Ensure all family members know the safe spot and how to get there quickly. You can perform routine drills so your family knows how to stay safe during a tornado and how to get to your safe room quickly.
Prepare An Emergency Kit
Consider preparing an emergency kit with all essential supplies lasting at least 72 hours. It can take around three days for help from emergency services to get to a tornado-stricken area.
Your 72-hour kit should include non-perishable food, water, flashlight, batteries, a first-aid kit, essential documents, and necessary medications. All these items should be stored in an easy-to-carry bag, which you can bring in case you have to evacuate. Ensure everyone knows where this kit is kept and have enough kits in your safe room, one for each family member.
Establish communication methods to stay in contact with family members during a tornado and other severe weather events. Have a battery-powered weather radio or a NOAA Weather Radio to receive updates. Many cell phone carriers may be down during weather incidents. For this reason, it is best to use other equipment, such as two-way radios. In addition, make sure family members know where to go in a tornado.
Secure Your Home
According to the National Oceanic and Atmospheric Administration (NOAA), around 1,000 tornadoes occur in the country each year on average. In 2022, these extreme weather events caused $700 million in crop and property damage.
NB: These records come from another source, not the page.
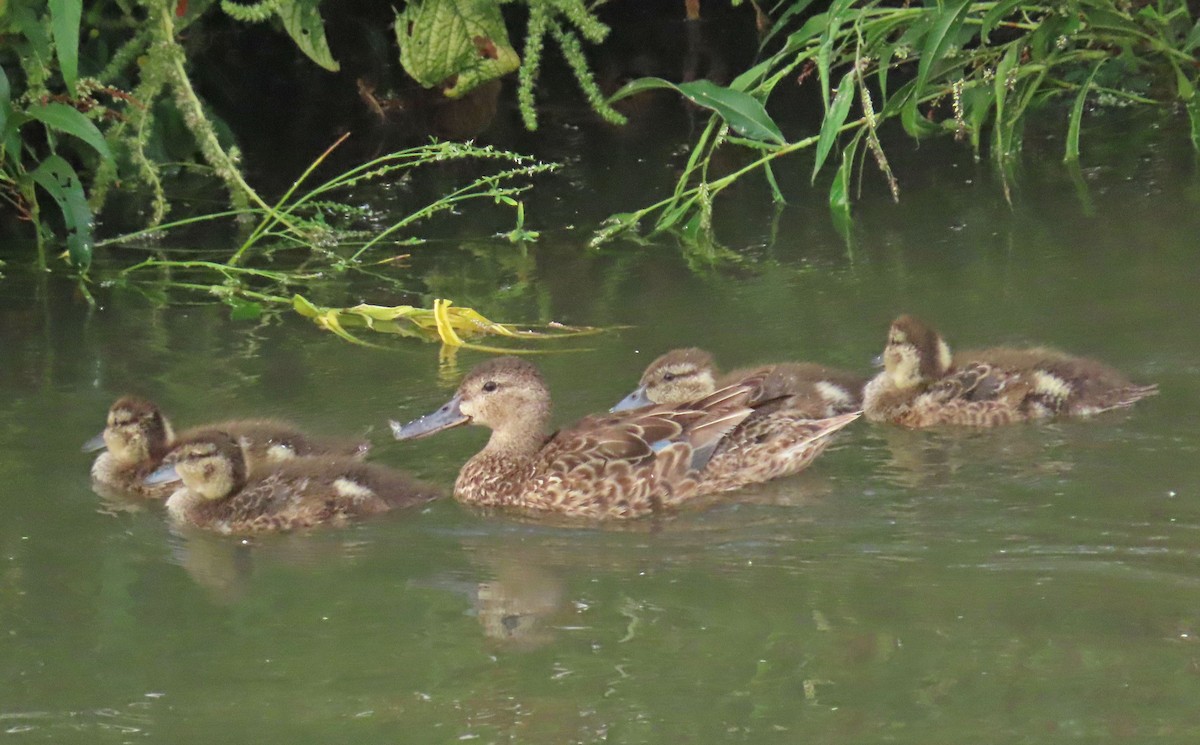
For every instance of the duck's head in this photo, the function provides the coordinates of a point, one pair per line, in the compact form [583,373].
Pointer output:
[676,377]
[136,431]
[505,394]
[915,353]
[211,466]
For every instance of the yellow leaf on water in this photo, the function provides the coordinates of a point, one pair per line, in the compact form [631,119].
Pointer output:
[445,323]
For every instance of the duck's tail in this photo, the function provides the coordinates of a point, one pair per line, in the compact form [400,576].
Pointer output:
[1117,398]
Homeowners can prevent such losses by reinforcing a home’s structural integrity by installing storm shutters or reinforcing windows and doors. In addition, you can anchor outdoor objects that could become projectiles during high winds.
What to do in a Tornado?
The CDC recommends taking shelter immediately in a tornado or hurricane. Family members must know what to do in a tornado. Tornado warnings will be issued once one is detected by radar or sighted by specialists. It is crucial to stay up-to-date by tuning in to the NOAA weather radio for updates.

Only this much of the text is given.